El modelo nº 3

Curioseando un volumen encuadernado de la revista Nuevo Mundo correspondiente al año 1910, encontré una publicidad a página completa de la marca relojera Fix Watch en la que se anunciaban seis espléndidos relojes de bolsillo.

Las detalladas ilustraciones de los relojes a tamaño natural venían acompañadas de descripciones y de sugerentes eslóganes como “Reloj elegante y económico”, “Recomendado para artesanos”, o “Elegante, seguro y económico”.

Al observar el tercero de ellos vi ciertas similitudes con uno inservible que compré hace años en un anticuario con la intención de usarlo como atrezzo. Al colocarlo sobre el papel resultó ser el mismo modelo.

Hace décadas que el corazón de este reloj se paró, y el tiempo acabó deshaciendo sus agujas que ahora flotan en pedazos sobre la maltrecha esfera de porcelana. El acero pavonado está cubierto de una capa de óxido, y sorprende que el cristal de plexiglas haya llegado indemne hasta nuestro días. Su interior está protegido por dos tapas. En la que protege la máquina puede verse grabado las características del reloj: “Ancre Levees Visibles.
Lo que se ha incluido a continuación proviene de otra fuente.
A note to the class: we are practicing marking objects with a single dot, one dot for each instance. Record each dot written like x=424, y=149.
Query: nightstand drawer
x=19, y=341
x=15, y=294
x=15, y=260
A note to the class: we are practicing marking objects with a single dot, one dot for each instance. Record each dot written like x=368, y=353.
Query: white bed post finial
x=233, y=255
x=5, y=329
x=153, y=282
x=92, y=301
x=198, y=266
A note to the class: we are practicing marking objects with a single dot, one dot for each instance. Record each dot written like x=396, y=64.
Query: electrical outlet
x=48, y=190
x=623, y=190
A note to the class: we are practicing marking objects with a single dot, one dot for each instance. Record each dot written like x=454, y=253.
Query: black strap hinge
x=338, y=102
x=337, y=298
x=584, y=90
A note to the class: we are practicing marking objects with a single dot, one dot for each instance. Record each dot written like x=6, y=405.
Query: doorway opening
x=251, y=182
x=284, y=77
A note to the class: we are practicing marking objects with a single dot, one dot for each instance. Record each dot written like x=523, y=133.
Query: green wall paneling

Brevete. 15 Rubies”, junto a algunas medallas que en su día dieron prestigio a la marca: “Milán, 1906. Bruxelles, 1910”. 

Accedemos al interior y descubrimos el secreto: volante, puente, ruedas, espiral, contrapesos, áncora… El guardapolvo ha mantenido a raya el óxido, y el mecanismo dorado pareciera que va a arrancar en cualquier momento.

Pero no. Ha vivido mejores tiempos. Las sorpresas no acaban y en el interior de una de las tapas aparecen las huellas de un relojero. La columna de diminutos números grabados con algo parecido a una aguja indica las veces que fue revisado y es más que posible que sean fechas.

Volviendo a la hoja ilustrada de Nuevo Mundo, la representación de estos relojes estaba a cargo de D. Modesto Largo, director de El Trust International, fabricante de relojería y joyería, cuya sede se encontraba en Puerta del Sol, 12 y Carmen, 1 en Madrid.

Imagino que un viajante con una maleta cargada de relojes apareció en Las Palmas a principios del siglo XX y los modelos de la marca acabaron expuestos en las vitrinas y escaparates de algunas de las relojerías que habían en Triana, con el valor añadido de que si un reloj Fix Watch no gustaba, se cambiaba por otro enseguida.